Non se lo aspettava di essere piantato così, su due gambi,
allora l'ho annaffiato con dello champagne e abbiamo brindato alla fioritura che sarà.
Le bollicine hanno eccitato la terra che ha deciso che parteciperà al parto.
Ho protetto la mia ombra dal sole di mezzogiorno, perché solo in questi giorni di intimità, mi ha confidato che ha dei problemi di fotosensibilizzazione.

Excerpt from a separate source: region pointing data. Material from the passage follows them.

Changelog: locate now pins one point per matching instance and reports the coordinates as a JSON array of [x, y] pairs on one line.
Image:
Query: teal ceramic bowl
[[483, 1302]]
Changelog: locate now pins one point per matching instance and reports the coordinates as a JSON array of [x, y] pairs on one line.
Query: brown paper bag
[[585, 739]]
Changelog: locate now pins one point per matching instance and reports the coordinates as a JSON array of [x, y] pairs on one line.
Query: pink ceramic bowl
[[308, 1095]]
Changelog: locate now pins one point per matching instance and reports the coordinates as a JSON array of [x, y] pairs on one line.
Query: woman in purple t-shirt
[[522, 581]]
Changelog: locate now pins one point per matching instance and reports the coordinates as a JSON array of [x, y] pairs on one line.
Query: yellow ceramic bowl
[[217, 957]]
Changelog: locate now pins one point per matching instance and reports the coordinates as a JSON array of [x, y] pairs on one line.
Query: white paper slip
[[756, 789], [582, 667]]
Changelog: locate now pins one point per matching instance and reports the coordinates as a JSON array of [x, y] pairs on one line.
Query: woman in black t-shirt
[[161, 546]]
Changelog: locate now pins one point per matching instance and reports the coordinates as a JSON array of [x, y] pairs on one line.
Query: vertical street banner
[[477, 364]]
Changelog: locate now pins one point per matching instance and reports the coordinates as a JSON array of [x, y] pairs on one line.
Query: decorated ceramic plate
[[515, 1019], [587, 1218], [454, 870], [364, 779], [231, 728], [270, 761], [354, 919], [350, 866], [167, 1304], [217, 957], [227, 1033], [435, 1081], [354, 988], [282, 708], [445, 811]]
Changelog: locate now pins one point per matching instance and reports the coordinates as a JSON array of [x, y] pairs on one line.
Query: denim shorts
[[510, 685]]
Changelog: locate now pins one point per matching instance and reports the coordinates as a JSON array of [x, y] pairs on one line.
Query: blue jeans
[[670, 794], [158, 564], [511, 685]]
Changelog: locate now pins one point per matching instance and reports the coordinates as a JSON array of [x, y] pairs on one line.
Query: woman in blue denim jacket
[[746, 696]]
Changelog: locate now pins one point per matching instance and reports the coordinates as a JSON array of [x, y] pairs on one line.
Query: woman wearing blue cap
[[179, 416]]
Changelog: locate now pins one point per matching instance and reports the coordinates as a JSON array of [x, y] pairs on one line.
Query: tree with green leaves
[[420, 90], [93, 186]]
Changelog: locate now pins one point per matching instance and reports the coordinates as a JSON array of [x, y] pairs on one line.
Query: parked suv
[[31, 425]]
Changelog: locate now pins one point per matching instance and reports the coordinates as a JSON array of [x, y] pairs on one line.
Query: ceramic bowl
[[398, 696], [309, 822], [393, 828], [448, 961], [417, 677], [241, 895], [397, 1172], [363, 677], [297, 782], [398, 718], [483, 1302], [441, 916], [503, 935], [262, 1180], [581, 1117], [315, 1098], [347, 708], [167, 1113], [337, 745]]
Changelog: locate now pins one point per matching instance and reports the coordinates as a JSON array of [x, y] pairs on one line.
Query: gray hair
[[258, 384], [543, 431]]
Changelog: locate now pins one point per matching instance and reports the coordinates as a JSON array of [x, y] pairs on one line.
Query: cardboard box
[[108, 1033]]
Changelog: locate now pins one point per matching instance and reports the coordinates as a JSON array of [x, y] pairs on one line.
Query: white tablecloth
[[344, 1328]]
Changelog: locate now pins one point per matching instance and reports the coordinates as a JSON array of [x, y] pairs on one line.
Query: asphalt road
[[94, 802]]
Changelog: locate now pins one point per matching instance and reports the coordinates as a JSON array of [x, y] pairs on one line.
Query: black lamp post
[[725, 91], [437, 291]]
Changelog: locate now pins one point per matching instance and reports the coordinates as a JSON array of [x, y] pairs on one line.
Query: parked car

Allora le ho spalmato la protezione 50.
Ho accordato i violini nel petto.
Scordato le melodie.
Messo d'accordo tutti.
E preso accordi con nessuno.
Ho osservato la gente,
solo dopo aver guardato bene me stessa.
In un tempo di paura come questo
c'è chi provvede a riesumare semi sepolti per nutrire merli, cince e fringuelli
e chi seppellisce chili e chili di chicchi di mela per vedere se cresce una pianta di cianuro.
Le ceneri di Fenice intanto volano.
Lasciando una scia di mirra incenso e nardo, assieme alle lacrime.
Le ceneri sono finite negli occhi.
Ti verrò a cercare in un nido di piante aromatiche e mi ricorderò di me.
La convalescenza è un tempo strano.
La transizione delle molecole.
La transumanza dei pensieri che vanno a pascolare nell'oceano.
La tradizione orale che il mio aedo aveva dimenticato, dopo essere stato disarcionato dal suo hippocampus.
Tra i vapori dell'alloro e della camomilla interrogo, tutte le sere, l'oracolo su cosa sarà di noi, domani.
Intanto aspetto.
Aspetto che il bulbo fiorisca, che la terra sorrida, bagnata, che lo champagne non invecchi, che l'ombra arrossisca per la troppa emozione, che tutti i violini suonino l'ottava nota, che i semi piantati nel petto germoglino,
che la Fenice faccia uno spettacolo di fuoco ogni sera per tutte le ceneri libere, che gli aedi suonino la loro rapsodia d'amore,
che l'alloro metta radici sotto la pianta dei miei piedi e
l'oracolo interroghi le viscere di ciascuno di noi per rispondere.